The presence of lithium – a core element in electric vehicle batteries - in local geothermal brine has long been understood. But studies by government-owned GNS Science show it is also present in the broader basin.

Reviewing existing data, including almost 200 core samples from geothermal wells and drilling from epithermal gold exploration, the study identified 31 sites where lithium was present at more than 200 parts per million, with the high of 3,500 ppm reported at Ohaaki.

Lithium previously hadn’t been identified at more than 450 ppm in New Zealand.

“That really clearly demonstrates that we do have economic grades in the Taupo volcanic zone for Lithium,” Rob Smillie, earth resources and materials manager at GNS, told the forum in Dunedin yesterday. “It’s a really big finding for us.”

GNS and New Zealand Petroleum & Minerals have been looking harder at the country’s minerals endowment to better understand the potential to develop so called “green minerals” - including lithium and cobalt - increasingly in demand for batteries, high-performance metals and other new technologies.

Smillie said that with the push toward renewables and other low-emission technologies, New Zealand needs to decide whether it is better to develop its own minerals to make that happen, import the technology, or import the minerals from places like the Congo.

The World Bank is projecting an almost 10-fold increase in lithium demand by 2050 on the back of greater electrification of transport and the use of batteries and solar. The world’s lightest metal is highly reactive, and is also an important treatment for depression. It sells for about US$20,000 a tonne, having jumped to about US$30,000 in 2015.

More than 40 percent of the world’s lithium is extracted from brines in South America, particular in Chile. The next largest supplier is Australia, where it tends to be mined from hard rock.

The US, which declared lithium a critical mineral in 2017, is developing its own resources. The largest is in Thacker Pass in Nevada where historic volcanic activity has built up high concentrations - more than 2,000 PPM - of lithium in thick claystones.

Smillie said investigations of lithium in geothermal brine remains an important area of research for New Zealand.
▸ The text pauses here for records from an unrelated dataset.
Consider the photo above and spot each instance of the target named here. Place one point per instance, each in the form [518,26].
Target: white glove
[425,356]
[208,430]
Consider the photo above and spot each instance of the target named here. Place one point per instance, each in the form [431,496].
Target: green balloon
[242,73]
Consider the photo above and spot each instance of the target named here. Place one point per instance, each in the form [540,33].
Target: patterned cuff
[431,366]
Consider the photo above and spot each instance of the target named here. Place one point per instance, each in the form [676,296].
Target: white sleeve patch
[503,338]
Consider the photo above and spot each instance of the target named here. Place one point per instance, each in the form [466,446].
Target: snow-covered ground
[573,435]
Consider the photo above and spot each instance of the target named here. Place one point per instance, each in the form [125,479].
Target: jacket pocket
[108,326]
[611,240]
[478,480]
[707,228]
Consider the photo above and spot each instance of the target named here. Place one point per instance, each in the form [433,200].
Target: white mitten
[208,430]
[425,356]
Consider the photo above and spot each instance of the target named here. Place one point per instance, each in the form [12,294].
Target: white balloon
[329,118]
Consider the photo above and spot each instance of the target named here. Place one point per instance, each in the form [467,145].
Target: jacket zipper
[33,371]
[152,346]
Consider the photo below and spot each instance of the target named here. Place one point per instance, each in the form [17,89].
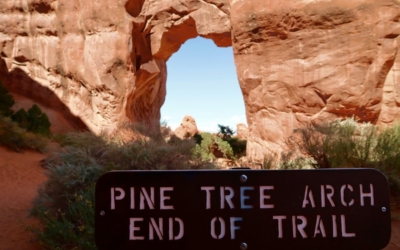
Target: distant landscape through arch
[202,82]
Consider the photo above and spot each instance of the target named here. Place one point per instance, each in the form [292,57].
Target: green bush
[34,120]
[38,121]
[6,101]
[346,144]
[212,146]
[65,204]
[16,138]
[238,146]
[22,118]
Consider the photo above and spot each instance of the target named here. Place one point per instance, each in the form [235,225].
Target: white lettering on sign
[308,197]
[163,198]
[364,195]
[319,227]
[328,195]
[133,229]
[244,197]
[264,197]
[346,198]
[114,198]
[146,197]
[279,218]
[344,233]
[208,195]
[344,203]
[222,228]
[153,226]
[227,194]
[173,228]
[334,226]
[299,227]
[234,227]
[227,198]
[149,199]
[156,229]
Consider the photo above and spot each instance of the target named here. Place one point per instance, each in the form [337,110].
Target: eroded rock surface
[314,61]
[298,61]
[187,128]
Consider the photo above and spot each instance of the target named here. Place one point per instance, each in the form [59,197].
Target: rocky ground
[21,175]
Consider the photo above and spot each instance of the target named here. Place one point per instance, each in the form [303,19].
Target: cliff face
[298,61]
[313,61]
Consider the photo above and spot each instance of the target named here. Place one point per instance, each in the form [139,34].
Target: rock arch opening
[202,82]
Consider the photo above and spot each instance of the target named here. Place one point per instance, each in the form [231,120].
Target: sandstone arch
[298,61]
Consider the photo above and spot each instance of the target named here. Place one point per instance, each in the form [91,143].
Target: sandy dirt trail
[20,177]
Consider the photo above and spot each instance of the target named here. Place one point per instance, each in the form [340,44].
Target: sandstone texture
[298,61]
[187,128]
[314,61]
[242,131]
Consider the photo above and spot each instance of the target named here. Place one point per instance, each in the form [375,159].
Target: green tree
[6,101]
[39,122]
[22,118]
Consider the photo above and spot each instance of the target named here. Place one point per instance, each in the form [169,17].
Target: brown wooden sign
[243,209]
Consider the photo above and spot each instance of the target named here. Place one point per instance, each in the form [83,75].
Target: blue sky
[202,82]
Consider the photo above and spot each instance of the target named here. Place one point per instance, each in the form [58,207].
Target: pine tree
[39,122]
[6,101]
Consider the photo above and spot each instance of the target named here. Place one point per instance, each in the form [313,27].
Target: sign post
[243,209]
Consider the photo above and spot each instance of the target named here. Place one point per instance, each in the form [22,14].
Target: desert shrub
[238,146]
[22,118]
[348,144]
[212,146]
[6,101]
[338,144]
[16,138]
[38,121]
[225,131]
[65,203]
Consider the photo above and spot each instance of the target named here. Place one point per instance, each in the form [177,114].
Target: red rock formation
[301,61]
[298,61]
[242,132]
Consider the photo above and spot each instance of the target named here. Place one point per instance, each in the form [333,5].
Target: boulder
[242,132]
[297,61]
[187,128]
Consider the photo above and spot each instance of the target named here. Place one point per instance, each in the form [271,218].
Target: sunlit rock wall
[298,61]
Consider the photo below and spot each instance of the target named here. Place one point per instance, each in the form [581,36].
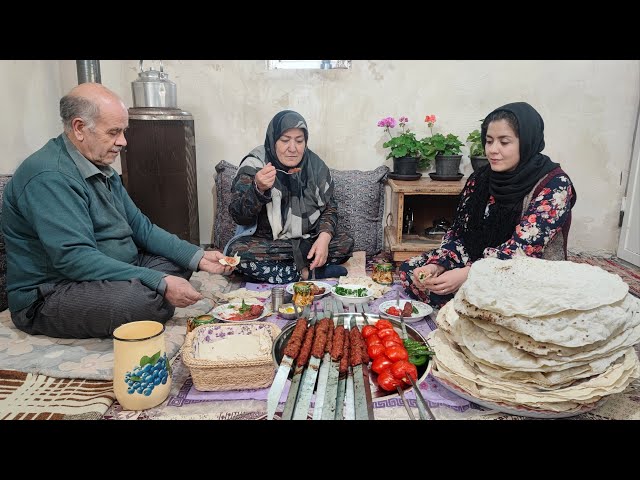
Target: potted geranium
[476,150]
[405,149]
[445,150]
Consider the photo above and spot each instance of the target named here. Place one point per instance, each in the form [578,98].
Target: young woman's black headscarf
[508,188]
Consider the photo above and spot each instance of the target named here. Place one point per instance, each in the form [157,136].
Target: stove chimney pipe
[88,71]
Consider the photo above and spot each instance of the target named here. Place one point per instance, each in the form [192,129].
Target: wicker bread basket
[218,375]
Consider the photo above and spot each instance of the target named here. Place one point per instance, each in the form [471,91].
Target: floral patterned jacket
[542,220]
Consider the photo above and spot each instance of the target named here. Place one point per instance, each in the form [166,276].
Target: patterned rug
[91,358]
[29,363]
[25,396]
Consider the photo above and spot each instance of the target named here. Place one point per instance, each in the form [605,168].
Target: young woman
[520,204]
[285,210]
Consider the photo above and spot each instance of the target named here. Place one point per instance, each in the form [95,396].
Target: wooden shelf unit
[429,199]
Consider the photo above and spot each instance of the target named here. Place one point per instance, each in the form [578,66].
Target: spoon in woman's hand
[290,172]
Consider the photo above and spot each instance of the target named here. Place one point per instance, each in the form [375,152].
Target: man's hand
[179,292]
[426,273]
[319,250]
[210,263]
[447,282]
[265,177]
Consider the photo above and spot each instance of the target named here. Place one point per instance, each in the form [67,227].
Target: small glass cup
[383,273]
[277,298]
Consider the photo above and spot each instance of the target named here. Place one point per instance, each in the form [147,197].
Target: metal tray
[376,392]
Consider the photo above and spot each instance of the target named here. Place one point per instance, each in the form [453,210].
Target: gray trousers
[95,309]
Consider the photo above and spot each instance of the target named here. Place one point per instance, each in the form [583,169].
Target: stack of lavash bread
[537,335]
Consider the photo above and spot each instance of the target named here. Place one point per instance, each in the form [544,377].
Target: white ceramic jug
[141,371]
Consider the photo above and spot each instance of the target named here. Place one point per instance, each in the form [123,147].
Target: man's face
[102,143]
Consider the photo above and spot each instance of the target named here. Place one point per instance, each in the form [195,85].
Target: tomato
[382,323]
[375,351]
[388,382]
[373,340]
[403,369]
[369,330]
[390,342]
[395,311]
[396,353]
[380,364]
[385,332]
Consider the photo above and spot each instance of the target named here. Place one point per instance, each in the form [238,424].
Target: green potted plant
[445,150]
[476,150]
[405,149]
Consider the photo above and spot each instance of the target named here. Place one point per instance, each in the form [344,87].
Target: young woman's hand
[422,275]
[319,250]
[448,282]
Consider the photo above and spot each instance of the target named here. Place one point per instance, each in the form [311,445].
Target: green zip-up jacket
[63,218]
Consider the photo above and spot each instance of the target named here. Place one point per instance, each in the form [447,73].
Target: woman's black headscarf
[301,197]
[508,188]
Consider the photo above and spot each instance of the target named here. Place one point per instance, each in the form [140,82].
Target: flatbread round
[532,287]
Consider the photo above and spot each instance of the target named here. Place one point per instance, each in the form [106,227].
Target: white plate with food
[419,310]
[318,289]
[351,293]
[245,311]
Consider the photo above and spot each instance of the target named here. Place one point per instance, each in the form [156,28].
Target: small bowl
[288,311]
[349,299]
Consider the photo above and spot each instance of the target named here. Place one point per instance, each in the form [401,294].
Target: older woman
[520,204]
[285,210]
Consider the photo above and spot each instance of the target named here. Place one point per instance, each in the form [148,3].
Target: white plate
[515,410]
[326,286]
[352,300]
[222,311]
[423,310]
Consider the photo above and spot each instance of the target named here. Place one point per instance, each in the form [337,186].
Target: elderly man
[82,259]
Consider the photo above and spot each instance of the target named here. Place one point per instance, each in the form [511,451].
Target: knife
[309,381]
[423,407]
[359,395]
[289,405]
[323,375]
[334,396]
[285,365]
[365,368]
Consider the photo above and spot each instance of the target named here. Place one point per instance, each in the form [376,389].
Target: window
[308,64]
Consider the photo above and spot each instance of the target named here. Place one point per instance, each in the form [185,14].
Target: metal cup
[277,298]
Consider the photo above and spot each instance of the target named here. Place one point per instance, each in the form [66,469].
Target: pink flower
[430,119]
[388,122]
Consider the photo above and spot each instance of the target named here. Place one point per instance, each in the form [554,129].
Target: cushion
[360,198]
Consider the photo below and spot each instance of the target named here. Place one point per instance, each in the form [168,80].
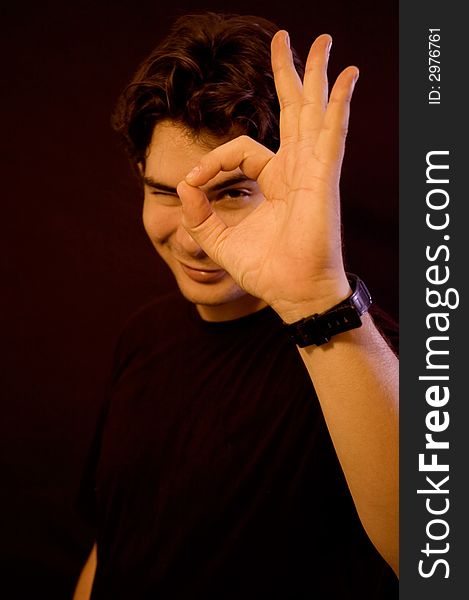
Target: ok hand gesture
[288,250]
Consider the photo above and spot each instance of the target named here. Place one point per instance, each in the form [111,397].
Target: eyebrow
[162,187]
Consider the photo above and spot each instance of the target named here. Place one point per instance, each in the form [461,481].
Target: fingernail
[192,174]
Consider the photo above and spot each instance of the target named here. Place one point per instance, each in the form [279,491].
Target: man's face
[172,153]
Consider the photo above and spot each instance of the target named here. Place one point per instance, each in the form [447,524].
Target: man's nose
[188,244]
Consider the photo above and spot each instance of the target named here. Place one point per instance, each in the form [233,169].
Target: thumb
[200,221]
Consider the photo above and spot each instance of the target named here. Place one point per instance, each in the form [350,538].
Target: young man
[242,456]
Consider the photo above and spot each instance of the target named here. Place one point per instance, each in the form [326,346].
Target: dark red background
[75,261]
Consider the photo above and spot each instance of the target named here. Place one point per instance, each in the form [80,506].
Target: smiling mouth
[203,275]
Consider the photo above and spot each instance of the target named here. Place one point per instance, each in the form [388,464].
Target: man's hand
[288,250]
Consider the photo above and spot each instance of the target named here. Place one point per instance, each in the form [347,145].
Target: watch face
[318,329]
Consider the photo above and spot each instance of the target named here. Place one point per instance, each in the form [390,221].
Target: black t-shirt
[216,476]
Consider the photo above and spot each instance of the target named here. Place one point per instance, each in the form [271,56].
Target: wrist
[321,297]
[318,328]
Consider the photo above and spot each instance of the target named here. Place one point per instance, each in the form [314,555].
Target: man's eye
[234,194]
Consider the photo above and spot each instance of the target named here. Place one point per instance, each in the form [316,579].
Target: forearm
[356,380]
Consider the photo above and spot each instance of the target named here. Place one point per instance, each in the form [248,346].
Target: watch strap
[319,328]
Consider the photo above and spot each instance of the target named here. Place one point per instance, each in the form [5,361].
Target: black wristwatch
[319,328]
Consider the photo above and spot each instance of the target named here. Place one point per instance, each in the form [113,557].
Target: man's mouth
[202,274]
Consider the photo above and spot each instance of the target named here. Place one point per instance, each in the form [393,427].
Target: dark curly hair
[212,74]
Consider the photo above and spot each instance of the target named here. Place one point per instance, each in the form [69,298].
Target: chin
[217,294]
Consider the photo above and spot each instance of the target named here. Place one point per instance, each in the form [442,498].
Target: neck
[231,310]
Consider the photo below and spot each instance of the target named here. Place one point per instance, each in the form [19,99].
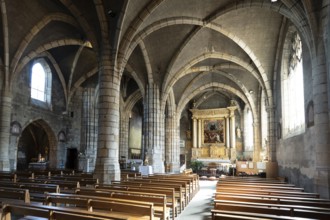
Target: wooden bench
[187,184]
[171,202]
[260,187]
[274,209]
[36,190]
[159,200]
[230,215]
[268,192]
[219,203]
[277,200]
[179,190]
[138,209]
[14,194]
[33,211]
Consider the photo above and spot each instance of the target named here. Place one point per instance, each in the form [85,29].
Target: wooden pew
[277,200]
[260,187]
[52,212]
[171,202]
[241,191]
[36,190]
[219,203]
[230,215]
[273,209]
[190,184]
[83,181]
[138,209]
[67,186]
[14,194]
[159,200]
[184,184]
[179,190]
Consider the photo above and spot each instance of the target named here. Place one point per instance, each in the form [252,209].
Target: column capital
[270,108]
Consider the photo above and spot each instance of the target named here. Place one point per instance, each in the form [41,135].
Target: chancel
[103,92]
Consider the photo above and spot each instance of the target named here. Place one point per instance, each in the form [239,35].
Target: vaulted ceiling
[207,51]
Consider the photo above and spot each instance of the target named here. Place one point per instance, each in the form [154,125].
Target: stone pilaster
[200,141]
[172,144]
[124,131]
[154,128]
[194,132]
[321,116]
[271,151]
[256,140]
[4,130]
[107,164]
[227,133]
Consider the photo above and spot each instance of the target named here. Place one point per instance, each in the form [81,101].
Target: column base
[4,165]
[107,172]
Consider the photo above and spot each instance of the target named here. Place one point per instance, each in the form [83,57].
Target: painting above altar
[216,152]
[213,131]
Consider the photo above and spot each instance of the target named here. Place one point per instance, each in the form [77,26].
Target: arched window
[264,121]
[293,88]
[248,130]
[41,79]
[38,82]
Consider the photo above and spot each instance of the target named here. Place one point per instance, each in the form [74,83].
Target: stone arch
[42,135]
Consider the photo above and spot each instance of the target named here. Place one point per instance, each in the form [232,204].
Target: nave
[59,194]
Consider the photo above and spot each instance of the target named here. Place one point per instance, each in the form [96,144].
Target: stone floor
[199,208]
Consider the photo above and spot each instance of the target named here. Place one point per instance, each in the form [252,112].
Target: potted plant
[196,165]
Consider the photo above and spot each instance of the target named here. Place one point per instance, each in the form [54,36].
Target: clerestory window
[41,78]
[293,90]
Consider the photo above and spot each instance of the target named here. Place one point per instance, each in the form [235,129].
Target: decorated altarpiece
[213,134]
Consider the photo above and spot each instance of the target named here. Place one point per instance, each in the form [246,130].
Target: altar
[38,165]
[216,152]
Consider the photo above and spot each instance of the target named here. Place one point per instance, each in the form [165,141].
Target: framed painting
[213,131]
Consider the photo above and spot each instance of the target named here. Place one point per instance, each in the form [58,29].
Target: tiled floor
[199,208]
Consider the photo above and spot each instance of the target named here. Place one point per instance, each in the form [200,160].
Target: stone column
[227,132]
[6,101]
[271,151]
[172,143]
[154,128]
[321,99]
[107,163]
[256,140]
[232,131]
[124,131]
[199,133]
[194,132]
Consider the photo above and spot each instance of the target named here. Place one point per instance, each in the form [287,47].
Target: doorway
[33,146]
[71,159]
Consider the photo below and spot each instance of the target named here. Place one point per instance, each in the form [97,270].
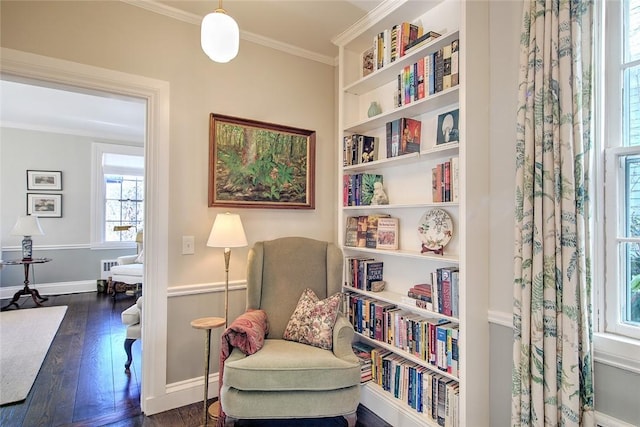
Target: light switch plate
[188,245]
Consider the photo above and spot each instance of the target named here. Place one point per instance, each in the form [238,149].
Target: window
[620,307]
[118,195]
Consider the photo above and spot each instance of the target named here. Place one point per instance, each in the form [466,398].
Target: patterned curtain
[552,350]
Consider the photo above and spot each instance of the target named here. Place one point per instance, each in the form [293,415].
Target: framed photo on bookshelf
[254,164]
[448,128]
[44,180]
[44,205]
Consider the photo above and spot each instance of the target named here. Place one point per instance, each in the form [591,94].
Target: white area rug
[25,337]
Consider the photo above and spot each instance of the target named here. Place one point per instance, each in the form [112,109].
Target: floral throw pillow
[313,320]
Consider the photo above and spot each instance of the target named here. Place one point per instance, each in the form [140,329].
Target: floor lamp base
[214,410]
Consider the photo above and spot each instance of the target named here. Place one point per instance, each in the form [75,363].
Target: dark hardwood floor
[82,380]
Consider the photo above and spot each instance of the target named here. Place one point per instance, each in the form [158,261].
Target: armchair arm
[127,259]
[342,338]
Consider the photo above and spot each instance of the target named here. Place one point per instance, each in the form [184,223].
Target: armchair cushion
[288,365]
[313,319]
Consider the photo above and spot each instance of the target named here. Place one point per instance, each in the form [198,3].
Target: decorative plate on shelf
[435,229]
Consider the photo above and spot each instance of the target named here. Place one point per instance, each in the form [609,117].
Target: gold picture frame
[254,164]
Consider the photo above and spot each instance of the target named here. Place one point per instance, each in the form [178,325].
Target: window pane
[113,188]
[630,285]
[124,205]
[631,105]
[632,35]
[112,211]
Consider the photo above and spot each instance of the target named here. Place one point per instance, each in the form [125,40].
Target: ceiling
[305,27]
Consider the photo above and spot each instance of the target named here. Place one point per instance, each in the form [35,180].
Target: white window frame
[615,344]
[98,192]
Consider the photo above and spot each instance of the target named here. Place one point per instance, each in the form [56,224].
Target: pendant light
[220,35]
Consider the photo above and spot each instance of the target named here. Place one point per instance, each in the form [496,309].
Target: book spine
[416,81]
[394,43]
[455,177]
[407,85]
[404,37]
[375,53]
[455,77]
[455,293]
[446,61]
[447,181]
[446,292]
[439,70]
[420,68]
[432,74]
[387,47]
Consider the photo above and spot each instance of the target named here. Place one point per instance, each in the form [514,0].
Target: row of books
[445,181]
[362,351]
[403,136]
[358,149]
[375,231]
[430,339]
[393,43]
[361,272]
[358,189]
[427,392]
[443,297]
[431,74]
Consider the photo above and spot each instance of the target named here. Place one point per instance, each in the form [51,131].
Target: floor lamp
[227,232]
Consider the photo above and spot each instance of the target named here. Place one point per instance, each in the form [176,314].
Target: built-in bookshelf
[395,325]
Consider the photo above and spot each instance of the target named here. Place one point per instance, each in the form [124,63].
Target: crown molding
[190,18]
[364,23]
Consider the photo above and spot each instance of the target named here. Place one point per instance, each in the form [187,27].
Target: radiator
[105,267]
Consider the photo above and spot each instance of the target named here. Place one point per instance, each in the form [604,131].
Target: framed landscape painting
[44,180]
[254,164]
[44,205]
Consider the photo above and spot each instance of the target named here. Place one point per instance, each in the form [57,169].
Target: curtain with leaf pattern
[552,350]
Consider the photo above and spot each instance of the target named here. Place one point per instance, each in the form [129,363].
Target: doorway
[156,94]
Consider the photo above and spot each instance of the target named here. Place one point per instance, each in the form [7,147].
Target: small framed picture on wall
[44,180]
[44,205]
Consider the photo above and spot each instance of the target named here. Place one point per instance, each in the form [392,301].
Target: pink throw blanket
[246,333]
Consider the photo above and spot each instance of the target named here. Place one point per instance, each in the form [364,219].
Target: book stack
[393,43]
[363,353]
[363,231]
[420,296]
[357,149]
[445,185]
[430,339]
[431,74]
[358,189]
[445,290]
[387,233]
[403,136]
[361,272]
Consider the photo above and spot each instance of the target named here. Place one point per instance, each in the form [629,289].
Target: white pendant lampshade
[220,36]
But GNS suspects the elevated levels of lithium it has discovered around the Wairakei, Tauhara, Ngatamariki and Ohaaki geothermal fields may have been laid down in a similar process to that in Nevada.

A lot more work will be needed to understand the area’s minerology and where potential deposits may be hosted, Smillie said.

And he noted that at the relatively lower grades seen locally, large, open cast mining could be required to extract it.